In an effort to counter claims by Democratic Representative Sean Maloney that she is an extremist, Nan Hayworth, the Republican running for his upstate New York seat, released an ad featuring her son Will, who is gay:
Now Hayworth has drawn the ire of the Human Rights Campaign, which is not impressed by the fact that she behaved like a parent should. “Of course Nan Hayworth loves her gay son. That’s not what’s at issue here,” said David Stacy, HRC’s government affairs director. “The problem is her lack of support for legal protections provided by marriage for everyone else who isn’t lucky enough to be related to an elected official. When Nan Hayworth had the chance to be a true fighter for LGBT issues in Congress, she was AWOL.”
When she served in the House, Hayworth did not support legislation that would have repealed the federal same-sex marriage ban. Now Hayworth thinks states should recognize same-sex marriages performed elsewhere and supports the recent Supreme Court decision that kept in place lower court rulings legalizing same-sex marriage in many states. However, she still believes that the “federal government should not impose a definition” of marriage.
Democrat Mary Burke has cited her successful run as an executive at Trek, the bicycle company her father founded, as one of the reasons she’s qualified to be the governor of Wisconsin. However, a conservative website reported on Wednesday that she was actually fired from the family business in 1993, when she was serving as director of European operations.
Burke has said she took a two-year sabbatical, which included three months of snowboarding in Argentina, because she was burnt out. However, Gary Ellerman, the company’s former human resources director, claims she was let go because her sales team threatened to quit. “She was not performing. She was (in) so far over her head. She didn’t understand the bike business,” he said.
Her brother John Burke, who currently runs the company, said they were reorganizing, and Mary was ready to leave. She described the claim as an attempt at “character assassination” by Republican Governor Scott Walker. “It’s ridiculous,” she told the AP. “It’s completely false.”
A Tale of Two Endorsements
Two more potential 2016 presidential candidates, senators Rand Paul and Marco Rubio, are pitching in to help Republican Scott Brown unseat Democratic Senator Jeanne Shaheen.

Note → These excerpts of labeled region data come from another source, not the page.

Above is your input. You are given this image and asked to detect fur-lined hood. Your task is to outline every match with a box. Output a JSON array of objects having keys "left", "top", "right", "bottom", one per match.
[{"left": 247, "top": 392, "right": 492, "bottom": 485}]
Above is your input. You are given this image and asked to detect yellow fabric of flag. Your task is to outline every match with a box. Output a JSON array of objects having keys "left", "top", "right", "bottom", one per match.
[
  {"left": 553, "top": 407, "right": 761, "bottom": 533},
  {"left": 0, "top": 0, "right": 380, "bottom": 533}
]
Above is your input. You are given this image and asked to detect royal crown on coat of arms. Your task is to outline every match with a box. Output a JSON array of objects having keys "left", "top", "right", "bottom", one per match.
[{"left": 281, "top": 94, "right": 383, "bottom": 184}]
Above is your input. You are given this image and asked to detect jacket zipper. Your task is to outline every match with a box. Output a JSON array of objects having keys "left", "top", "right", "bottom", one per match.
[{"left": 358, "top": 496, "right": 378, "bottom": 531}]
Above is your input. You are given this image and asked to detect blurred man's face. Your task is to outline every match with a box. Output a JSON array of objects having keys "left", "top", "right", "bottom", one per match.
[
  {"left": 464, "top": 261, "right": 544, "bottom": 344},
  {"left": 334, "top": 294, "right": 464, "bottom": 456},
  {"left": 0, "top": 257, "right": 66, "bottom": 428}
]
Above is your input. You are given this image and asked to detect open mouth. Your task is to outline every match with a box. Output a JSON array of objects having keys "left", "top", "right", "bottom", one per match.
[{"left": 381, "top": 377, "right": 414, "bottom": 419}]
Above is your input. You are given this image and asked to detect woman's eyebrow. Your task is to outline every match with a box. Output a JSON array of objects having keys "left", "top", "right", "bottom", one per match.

Rubio wrote an editorial for the Union Leader, which reads like Brown asked him for a recommendation letter even though he only made it to office hours once all semester. “Throughout my time in public service, I have worked closely with hundreds of legislators at the city, state and federal levels. But Scott Brown has been one of a kind,” Rubio writes. He goes on to complain that Shaheen has voted with Obama “99 percent of the time,” but notes, “She too is a decent person with whom I’ve had a cordial relationship and worked on some issues.”
Paul, on the other hand, managed to make a more passionate case for the former Massachusetts senator in just 15 seconds. “If you’re a freedom-loving, liberty-loving, ‘leave me the hell alone’ voter, I urge you to get out and vote for Scott Brown,” he says in an ad funded by the Chamber of Commerce. It’s a smart pitch, since at this point in election season, most Americans are “leave me the hell alone” voters.